Given an $n\times n$ matrix $A$ with $A^2=I$, assume that $-1$ is not an eigenvalue of $A$. Prove $A=I$.
Proof attempt: Since $A^2=I,$ we have $A^{-1}=A$. Using that fact that $\det(A)=\prod_{i=1}^n\lambda_i$, we see that each of the eigenvalues is nonzero. For any eigenvector $v$ of $A$, we see $Av=\lambda v$, so $\frac{1}{\lambda} v = A^{-1}v=Av$. This implies $\lambda^2=1$. By assumption, we conclude that each eigenvalue is $1$. Hence, $\det A=1$.
(1) How do we know that $A$ actually has any eigenvectors? E.g., the map which rotates a vector in the plane by $\pi/2$ clockwise is invertible but has no eigenvectors. (Perhaps there should be some given information about the underlying field.)
(2) How do I use $\lambda=1$ to conclude $A=I$?

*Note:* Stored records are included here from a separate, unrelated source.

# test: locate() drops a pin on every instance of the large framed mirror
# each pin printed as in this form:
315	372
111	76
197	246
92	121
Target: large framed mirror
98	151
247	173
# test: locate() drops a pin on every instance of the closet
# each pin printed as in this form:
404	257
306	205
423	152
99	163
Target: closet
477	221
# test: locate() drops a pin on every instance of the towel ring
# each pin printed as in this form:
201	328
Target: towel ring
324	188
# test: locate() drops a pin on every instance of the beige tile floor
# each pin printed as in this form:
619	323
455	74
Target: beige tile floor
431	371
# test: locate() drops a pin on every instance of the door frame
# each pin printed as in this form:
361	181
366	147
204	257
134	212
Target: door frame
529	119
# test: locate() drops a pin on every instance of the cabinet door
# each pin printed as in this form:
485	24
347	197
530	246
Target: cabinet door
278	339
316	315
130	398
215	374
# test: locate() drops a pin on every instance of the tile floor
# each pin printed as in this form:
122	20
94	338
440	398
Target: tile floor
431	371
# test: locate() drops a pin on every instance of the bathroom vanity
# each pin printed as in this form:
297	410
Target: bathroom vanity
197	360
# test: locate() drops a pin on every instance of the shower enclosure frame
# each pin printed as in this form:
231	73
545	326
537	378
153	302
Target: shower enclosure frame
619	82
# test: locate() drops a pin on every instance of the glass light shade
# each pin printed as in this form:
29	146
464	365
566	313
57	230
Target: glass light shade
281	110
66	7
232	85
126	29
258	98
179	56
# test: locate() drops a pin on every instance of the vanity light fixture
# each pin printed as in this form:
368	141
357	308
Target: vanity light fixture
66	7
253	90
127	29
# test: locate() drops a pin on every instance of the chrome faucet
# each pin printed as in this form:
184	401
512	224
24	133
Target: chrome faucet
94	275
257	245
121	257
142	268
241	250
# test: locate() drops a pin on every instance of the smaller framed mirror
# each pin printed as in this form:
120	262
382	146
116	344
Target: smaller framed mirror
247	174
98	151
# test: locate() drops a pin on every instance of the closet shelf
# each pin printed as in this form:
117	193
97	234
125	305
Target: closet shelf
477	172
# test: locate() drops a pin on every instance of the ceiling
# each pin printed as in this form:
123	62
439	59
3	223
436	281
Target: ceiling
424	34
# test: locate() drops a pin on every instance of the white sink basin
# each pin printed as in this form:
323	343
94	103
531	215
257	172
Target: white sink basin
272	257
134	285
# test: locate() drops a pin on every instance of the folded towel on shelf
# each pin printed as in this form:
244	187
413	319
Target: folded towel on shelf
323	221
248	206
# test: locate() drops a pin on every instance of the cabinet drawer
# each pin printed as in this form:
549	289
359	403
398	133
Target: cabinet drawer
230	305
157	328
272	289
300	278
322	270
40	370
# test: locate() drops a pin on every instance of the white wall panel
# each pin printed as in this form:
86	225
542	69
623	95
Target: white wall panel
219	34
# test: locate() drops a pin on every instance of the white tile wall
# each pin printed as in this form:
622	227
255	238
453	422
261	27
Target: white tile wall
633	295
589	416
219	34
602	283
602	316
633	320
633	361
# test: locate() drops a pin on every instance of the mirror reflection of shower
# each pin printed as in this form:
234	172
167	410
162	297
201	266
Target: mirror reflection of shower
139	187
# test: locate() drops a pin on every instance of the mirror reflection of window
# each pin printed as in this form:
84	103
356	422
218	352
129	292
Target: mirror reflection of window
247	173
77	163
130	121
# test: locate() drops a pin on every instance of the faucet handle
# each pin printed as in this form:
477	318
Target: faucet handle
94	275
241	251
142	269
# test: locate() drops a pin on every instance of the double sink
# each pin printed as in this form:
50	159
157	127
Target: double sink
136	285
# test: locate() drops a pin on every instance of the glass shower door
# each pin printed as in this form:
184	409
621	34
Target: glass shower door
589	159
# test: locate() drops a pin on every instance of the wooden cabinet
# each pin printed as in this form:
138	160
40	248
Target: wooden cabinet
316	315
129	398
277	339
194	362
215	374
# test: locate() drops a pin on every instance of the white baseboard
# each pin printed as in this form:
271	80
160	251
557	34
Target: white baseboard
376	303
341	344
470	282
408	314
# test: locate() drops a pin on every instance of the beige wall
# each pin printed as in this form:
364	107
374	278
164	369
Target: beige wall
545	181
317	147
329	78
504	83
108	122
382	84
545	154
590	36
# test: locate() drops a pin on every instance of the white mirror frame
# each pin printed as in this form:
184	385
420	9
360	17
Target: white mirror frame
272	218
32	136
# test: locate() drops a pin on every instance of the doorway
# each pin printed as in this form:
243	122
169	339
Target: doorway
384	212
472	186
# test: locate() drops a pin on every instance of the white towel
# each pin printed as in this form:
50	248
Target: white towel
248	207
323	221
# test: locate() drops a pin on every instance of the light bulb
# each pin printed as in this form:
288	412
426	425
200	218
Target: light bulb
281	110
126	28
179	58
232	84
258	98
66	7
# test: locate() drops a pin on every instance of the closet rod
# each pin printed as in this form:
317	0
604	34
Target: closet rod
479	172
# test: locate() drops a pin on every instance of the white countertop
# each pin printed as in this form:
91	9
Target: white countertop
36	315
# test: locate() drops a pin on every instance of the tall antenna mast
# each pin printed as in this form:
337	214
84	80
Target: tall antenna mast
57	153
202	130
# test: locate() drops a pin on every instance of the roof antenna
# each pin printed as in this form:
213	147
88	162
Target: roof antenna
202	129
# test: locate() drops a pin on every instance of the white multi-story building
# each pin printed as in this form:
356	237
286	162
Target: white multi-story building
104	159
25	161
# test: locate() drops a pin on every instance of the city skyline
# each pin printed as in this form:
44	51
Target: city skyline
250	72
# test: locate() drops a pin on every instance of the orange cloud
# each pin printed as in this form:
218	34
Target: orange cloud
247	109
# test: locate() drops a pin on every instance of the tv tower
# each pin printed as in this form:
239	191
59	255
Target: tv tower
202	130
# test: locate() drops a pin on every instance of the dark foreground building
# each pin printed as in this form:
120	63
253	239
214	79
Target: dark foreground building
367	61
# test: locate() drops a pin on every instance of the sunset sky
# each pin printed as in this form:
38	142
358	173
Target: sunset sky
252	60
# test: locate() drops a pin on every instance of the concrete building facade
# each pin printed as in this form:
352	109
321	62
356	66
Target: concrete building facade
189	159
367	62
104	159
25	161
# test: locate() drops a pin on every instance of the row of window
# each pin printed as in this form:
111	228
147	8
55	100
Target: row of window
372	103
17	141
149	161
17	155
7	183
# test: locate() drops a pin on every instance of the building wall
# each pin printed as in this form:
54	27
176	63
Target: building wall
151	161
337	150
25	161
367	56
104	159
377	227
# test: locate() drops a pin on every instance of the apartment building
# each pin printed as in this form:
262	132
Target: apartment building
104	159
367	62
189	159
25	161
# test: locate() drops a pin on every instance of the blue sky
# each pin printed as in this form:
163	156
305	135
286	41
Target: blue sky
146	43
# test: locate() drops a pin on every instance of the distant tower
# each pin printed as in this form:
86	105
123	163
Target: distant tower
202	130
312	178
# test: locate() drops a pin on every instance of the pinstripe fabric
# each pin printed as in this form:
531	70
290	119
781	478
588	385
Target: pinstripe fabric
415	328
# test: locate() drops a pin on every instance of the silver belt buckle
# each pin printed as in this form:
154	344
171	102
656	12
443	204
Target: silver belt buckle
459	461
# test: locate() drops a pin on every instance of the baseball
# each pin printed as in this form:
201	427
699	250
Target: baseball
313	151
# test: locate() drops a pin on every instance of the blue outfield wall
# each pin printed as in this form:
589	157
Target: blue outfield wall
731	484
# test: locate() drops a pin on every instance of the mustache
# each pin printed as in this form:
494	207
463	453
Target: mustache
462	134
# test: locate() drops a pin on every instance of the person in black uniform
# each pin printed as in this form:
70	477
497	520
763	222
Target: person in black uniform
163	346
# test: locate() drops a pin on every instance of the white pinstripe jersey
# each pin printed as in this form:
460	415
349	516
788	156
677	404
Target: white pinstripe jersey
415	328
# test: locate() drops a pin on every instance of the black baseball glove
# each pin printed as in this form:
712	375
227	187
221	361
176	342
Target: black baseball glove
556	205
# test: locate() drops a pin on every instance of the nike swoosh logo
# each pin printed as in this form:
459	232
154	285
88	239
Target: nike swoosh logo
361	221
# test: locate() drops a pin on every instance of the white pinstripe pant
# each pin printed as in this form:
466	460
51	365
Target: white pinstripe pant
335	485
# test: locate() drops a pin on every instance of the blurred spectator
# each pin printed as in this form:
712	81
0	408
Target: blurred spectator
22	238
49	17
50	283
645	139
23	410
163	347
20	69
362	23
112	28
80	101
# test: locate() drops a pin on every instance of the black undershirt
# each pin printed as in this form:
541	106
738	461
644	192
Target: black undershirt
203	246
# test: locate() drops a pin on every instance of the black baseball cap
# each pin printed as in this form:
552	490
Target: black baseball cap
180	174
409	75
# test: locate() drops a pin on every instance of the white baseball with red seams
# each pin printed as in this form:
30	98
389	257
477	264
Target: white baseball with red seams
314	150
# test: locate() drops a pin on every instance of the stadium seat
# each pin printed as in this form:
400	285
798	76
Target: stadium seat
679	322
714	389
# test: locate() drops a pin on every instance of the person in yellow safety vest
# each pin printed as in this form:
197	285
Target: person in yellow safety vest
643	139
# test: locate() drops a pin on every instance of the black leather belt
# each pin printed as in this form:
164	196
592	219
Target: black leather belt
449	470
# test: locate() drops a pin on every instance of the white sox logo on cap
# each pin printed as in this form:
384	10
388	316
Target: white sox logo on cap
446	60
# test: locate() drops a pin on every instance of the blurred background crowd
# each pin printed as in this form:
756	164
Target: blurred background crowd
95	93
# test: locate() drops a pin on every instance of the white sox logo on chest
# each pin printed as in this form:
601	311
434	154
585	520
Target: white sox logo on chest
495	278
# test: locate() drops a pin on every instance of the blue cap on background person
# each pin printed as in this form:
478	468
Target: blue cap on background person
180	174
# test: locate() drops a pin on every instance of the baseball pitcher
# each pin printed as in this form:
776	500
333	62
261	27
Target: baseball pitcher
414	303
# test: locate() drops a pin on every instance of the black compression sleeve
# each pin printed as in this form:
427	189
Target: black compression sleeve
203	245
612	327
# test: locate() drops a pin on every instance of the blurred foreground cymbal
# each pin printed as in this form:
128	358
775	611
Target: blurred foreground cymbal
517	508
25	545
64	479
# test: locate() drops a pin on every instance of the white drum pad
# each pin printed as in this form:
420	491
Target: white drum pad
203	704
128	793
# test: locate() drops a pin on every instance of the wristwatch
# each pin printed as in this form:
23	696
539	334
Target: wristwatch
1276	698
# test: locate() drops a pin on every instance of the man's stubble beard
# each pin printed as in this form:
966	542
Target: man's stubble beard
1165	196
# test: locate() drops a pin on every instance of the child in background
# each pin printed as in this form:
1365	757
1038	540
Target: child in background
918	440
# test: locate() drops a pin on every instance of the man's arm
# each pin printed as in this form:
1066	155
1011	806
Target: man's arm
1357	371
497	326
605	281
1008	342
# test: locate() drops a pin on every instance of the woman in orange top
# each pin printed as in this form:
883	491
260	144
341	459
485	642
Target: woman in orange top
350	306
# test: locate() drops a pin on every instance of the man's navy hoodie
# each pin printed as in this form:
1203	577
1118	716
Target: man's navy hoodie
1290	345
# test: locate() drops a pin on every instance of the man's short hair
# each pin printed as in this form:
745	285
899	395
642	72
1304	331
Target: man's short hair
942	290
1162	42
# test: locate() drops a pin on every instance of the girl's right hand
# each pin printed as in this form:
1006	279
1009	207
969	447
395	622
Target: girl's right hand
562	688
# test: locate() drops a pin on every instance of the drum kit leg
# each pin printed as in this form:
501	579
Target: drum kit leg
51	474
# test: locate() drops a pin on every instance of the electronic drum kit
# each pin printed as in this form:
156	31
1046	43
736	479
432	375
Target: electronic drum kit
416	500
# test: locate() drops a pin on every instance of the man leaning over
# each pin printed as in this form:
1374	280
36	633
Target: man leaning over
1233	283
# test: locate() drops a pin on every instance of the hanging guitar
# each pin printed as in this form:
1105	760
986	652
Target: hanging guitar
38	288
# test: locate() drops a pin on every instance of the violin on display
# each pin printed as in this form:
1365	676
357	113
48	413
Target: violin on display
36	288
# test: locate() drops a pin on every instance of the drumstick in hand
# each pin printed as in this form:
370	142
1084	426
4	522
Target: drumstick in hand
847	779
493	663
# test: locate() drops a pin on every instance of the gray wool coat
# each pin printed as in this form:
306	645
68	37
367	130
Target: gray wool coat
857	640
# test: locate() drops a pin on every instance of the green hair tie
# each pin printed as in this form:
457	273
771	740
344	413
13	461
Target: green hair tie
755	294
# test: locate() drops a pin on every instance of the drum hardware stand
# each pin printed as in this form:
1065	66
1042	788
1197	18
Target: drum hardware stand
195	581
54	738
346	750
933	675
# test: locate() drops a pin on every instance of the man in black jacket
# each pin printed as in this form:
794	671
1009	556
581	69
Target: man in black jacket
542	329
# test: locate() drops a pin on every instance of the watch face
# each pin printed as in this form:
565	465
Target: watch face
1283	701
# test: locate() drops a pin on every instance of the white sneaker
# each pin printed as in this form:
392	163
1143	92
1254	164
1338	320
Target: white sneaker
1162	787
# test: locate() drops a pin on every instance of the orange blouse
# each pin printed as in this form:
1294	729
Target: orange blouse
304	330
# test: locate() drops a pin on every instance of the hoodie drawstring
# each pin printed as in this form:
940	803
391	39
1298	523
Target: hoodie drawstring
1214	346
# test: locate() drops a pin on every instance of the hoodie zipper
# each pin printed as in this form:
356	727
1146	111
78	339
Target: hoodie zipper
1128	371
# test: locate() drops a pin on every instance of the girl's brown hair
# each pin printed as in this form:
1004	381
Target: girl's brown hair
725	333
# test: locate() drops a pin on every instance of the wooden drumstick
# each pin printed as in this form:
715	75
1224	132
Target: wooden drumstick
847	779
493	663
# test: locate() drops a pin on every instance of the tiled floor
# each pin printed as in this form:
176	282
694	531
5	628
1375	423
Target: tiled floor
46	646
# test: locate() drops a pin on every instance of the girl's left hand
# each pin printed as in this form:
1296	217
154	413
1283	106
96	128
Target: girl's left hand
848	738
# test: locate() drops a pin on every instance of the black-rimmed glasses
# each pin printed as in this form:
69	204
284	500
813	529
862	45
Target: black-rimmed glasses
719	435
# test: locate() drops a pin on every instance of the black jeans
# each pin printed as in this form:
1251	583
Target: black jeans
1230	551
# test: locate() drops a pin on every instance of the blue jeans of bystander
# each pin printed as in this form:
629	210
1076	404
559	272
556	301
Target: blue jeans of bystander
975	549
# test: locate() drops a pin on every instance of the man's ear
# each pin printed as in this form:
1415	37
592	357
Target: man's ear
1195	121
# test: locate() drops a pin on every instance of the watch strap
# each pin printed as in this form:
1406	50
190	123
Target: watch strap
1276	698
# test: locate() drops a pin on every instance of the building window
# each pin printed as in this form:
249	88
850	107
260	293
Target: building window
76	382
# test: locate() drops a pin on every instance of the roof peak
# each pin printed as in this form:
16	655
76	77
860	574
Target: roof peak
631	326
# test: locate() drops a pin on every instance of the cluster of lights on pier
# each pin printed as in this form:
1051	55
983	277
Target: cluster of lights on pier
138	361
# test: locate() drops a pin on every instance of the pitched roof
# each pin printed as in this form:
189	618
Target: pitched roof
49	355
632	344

I tried using $A=A^{-1} = \frac{C^T}{\det A}=C^T$, where $C$ is the matrix of cofactors of $A$. From this, I conclude that each entry of $A$ equals its corresponding co-factor -- i.e., $A_{i,j} = \det(\overline{A_{i,j}})$, where $\overline{A_{i,j}}$ is the sub-matrix of $A$ obtained by deleting row $i$ and column $j$. Using the co-factor expansion of the determinant along row $i$, we also conclude $$1=\det A=\sum_{j=1}^n A_{i,j}(-1)^{i+j}\det(\overline{A_{i,j}})=\sum_{j=1}^n(A_{i,j})^2(-1)^{i+j}.$$
Hint: Compute $(A+I)(A-I)$ and then think about what the fact that $-1$ is not an eigenvalue tells you about $A+I$.